Multi-Omics-Analysis-and-Pathological-Feature-Selection-

This study focuses on using feature selection techniques to predict patient survival in colon cancer based on gene expression or other omics profiles. The aim is to evaluate the performance of four sparse feature selection methods in estimating survival, taking into account competing risks.
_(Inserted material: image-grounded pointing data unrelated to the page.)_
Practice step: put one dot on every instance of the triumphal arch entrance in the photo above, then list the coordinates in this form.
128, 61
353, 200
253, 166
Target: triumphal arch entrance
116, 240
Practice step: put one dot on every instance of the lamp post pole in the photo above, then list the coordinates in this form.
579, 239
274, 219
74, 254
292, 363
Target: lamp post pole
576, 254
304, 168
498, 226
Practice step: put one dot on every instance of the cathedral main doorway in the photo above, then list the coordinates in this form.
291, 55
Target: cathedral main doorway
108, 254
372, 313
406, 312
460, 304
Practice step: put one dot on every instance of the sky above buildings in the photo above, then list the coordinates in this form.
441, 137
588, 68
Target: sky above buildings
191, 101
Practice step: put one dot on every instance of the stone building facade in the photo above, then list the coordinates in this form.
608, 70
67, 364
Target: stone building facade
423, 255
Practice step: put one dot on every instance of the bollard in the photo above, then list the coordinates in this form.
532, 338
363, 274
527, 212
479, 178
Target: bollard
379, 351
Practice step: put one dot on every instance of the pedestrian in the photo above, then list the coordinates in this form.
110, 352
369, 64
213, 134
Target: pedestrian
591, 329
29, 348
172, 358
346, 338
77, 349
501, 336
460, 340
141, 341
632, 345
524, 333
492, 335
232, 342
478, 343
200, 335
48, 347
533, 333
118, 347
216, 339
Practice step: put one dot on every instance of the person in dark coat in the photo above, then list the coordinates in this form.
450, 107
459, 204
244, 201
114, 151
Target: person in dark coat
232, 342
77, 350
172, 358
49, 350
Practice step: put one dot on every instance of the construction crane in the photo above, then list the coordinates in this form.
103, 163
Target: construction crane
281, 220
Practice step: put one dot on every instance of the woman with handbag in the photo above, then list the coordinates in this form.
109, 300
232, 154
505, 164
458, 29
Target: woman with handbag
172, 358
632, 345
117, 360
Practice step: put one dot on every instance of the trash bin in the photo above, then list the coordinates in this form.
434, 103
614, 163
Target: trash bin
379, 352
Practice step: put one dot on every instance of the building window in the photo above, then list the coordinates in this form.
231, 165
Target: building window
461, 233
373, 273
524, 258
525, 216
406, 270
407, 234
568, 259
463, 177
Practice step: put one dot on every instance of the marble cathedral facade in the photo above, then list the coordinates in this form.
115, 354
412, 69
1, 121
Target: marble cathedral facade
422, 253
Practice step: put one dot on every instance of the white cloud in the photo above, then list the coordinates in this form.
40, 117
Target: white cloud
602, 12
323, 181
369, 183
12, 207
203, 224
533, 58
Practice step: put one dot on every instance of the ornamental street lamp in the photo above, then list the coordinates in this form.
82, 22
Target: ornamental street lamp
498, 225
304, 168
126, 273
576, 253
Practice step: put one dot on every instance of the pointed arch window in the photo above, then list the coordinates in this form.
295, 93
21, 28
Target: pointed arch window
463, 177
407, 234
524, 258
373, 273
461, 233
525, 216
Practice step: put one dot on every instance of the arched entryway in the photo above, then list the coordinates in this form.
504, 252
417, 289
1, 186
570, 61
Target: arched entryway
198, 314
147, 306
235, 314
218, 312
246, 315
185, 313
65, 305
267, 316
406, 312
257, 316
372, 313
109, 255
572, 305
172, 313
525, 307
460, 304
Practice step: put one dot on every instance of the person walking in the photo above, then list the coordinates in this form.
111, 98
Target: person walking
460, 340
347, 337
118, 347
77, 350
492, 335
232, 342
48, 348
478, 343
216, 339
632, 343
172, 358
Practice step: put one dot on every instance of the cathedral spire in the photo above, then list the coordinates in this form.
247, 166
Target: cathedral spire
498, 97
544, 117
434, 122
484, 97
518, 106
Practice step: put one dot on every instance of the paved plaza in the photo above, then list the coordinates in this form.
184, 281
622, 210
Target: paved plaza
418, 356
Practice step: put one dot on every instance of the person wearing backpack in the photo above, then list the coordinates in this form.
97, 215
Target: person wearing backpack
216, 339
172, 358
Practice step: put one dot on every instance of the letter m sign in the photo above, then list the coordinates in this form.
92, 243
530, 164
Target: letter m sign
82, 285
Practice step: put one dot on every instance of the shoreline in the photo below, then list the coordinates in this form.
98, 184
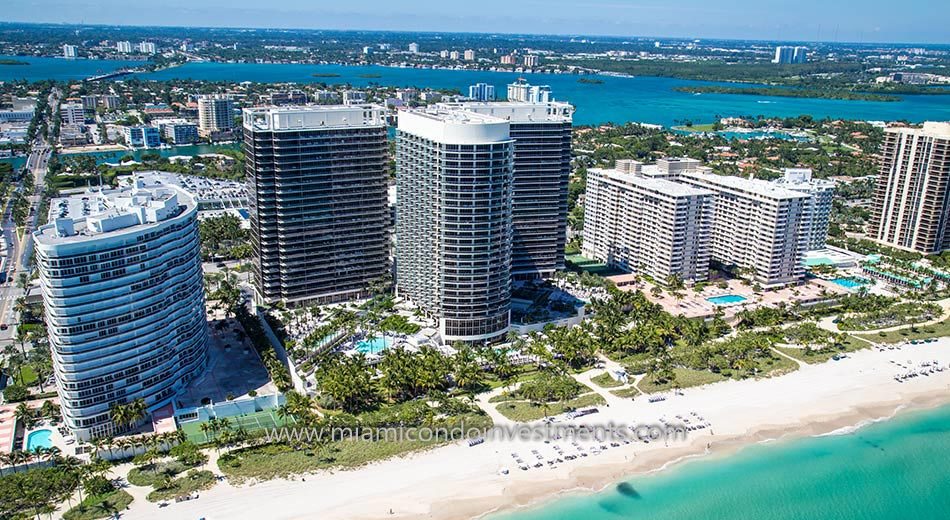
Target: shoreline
456, 481
597, 482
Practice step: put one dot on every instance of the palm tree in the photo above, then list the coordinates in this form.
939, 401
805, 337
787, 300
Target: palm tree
206, 427
21, 308
25, 415
137, 411
119, 414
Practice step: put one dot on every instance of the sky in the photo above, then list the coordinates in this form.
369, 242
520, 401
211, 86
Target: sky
905, 21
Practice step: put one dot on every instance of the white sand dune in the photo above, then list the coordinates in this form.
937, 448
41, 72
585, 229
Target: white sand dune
458, 481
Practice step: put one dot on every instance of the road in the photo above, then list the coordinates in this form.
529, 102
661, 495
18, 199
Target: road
20, 247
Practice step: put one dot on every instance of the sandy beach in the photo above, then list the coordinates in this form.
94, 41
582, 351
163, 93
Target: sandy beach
458, 481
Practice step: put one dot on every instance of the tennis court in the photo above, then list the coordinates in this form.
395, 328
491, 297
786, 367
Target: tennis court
252, 423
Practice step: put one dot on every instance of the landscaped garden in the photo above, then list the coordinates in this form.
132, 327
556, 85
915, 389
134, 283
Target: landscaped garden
549, 394
894, 316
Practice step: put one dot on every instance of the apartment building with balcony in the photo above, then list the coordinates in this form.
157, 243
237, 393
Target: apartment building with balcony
454, 220
542, 169
120, 272
758, 226
822, 195
911, 207
646, 225
317, 184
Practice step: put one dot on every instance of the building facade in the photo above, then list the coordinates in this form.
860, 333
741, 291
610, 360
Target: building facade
786, 54
481, 92
646, 225
453, 225
757, 226
72, 113
181, 133
911, 208
822, 195
143, 137
524, 92
317, 184
542, 169
120, 272
215, 114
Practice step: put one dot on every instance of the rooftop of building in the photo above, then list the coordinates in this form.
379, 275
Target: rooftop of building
203, 189
802, 177
752, 186
451, 114
88, 214
313, 117
518, 111
667, 187
937, 129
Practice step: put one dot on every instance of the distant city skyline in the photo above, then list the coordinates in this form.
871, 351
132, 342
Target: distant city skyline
913, 21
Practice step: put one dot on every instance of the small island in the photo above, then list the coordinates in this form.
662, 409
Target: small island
789, 92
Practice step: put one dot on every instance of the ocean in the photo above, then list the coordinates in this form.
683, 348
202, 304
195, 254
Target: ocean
616, 99
888, 470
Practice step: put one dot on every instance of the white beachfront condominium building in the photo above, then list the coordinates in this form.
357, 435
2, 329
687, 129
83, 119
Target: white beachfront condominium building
822, 195
912, 193
317, 185
757, 225
120, 272
453, 252
215, 114
647, 225
542, 169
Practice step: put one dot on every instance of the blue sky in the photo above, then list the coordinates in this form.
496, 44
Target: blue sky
829, 20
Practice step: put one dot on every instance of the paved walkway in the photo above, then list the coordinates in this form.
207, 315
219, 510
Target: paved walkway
829, 324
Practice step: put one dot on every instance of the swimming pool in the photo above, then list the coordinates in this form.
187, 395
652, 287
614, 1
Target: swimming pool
726, 299
373, 346
39, 439
850, 283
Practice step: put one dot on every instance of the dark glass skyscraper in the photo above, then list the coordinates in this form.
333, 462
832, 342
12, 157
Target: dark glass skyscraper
317, 186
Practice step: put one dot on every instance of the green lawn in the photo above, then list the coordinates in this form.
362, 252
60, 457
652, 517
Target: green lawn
513, 395
525, 411
152, 474
606, 381
625, 393
254, 422
897, 315
26, 376
191, 482
529, 373
685, 378
824, 354
280, 460
591, 266
936, 330
100, 506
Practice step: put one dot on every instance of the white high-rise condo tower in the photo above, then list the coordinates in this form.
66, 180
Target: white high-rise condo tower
120, 272
822, 195
911, 208
453, 220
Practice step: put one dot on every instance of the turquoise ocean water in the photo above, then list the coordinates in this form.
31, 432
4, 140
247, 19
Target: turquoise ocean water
895, 469
642, 99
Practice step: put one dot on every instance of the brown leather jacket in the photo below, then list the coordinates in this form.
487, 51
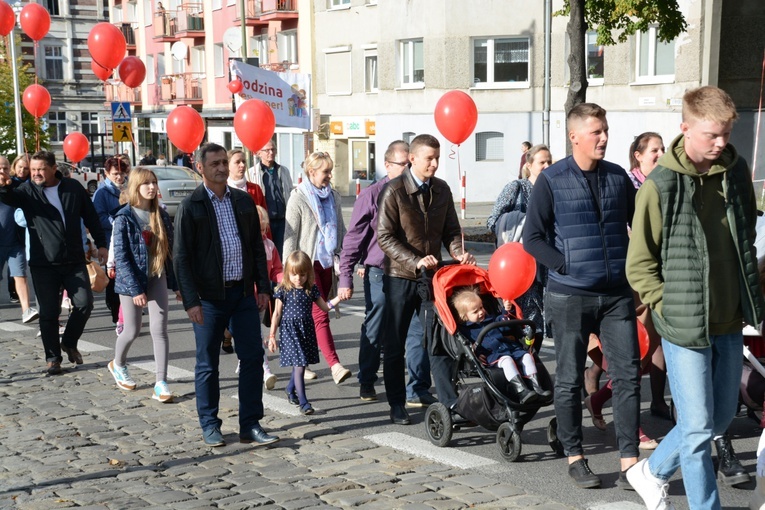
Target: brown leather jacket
406, 232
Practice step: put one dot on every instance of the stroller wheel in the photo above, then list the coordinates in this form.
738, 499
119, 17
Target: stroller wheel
438, 424
509, 442
552, 438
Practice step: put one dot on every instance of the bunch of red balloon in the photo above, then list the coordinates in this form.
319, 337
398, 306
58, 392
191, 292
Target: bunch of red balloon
107, 46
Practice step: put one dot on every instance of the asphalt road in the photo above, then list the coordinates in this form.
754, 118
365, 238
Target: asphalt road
538, 469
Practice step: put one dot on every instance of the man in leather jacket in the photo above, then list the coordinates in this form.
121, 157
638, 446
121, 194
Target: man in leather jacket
416, 218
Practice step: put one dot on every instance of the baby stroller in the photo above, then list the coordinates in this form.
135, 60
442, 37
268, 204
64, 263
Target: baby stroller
487, 403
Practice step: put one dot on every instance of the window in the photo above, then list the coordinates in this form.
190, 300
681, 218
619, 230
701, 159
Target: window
594, 57
218, 59
286, 44
489, 146
54, 63
655, 58
412, 62
198, 59
370, 71
337, 69
500, 61
151, 76
52, 7
57, 126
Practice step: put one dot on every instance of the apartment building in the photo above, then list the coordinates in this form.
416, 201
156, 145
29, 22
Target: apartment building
381, 66
186, 47
63, 62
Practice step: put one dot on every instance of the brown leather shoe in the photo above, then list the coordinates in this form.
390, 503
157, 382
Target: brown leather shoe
73, 354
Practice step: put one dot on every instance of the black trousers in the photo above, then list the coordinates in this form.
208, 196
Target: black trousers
48, 281
402, 301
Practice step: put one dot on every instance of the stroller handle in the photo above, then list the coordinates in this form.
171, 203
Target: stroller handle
502, 324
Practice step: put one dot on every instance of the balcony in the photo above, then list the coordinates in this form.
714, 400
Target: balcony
182, 88
129, 33
122, 93
260, 12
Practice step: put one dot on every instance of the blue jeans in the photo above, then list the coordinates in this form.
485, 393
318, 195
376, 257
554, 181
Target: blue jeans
417, 361
705, 385
240, 314
371, 341
573, 318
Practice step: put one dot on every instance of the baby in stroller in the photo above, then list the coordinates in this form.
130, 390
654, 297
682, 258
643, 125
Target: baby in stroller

Data included levels of miRNA expression related to 1871 genes, mRNA expression of 20502 genes, along with 219 histological specimens, and survival data from 209 colon cancer patients from the Cancer Genome Atlas Colon Adenocarcinoma (TCGA-COAD) dataset. Four methods of least absolute shrinkage and selection operator (LASSO), smoothly clipped absolute deviation (SCAD), smooth integration of counting and absolute deviation (SICA), minimax concave penalty (MCP), and a deep convolutional neural network (CNN) were used for simultaneous whole slide images (WSIs) variable selection and estimation under an additive hazard model. Feature extraction via additive models based on miRNA and mRNA expression and WSIs along with labeling patients based on survival were used as input of machine learning models to predict labels of survival status. Using these results, high-risk and low-risk groups were identified. hsa-miR-149-3p, hsa-miR-5698, and DCAF7, RNF157, MORN4, and GPRC5 could be considered as potential COAD (Colon adenocarcinoma) biomarkers. The DLM (Deep learning model) achieved an accuracy of 98.79 % by using multi-omics ranging from Genomics to Pathomics. Biomarkers related to colon cancer based on mRNA, miRNAs, and histological features could be considered cancer detection markers. Their joint use can be fruitful in both areas of cancer early diagnosis and prognosis. Keywords: Pathomics, Survival analysis, deep learning, Histology slides, Additive hazards model, Feature selection, colon cancer.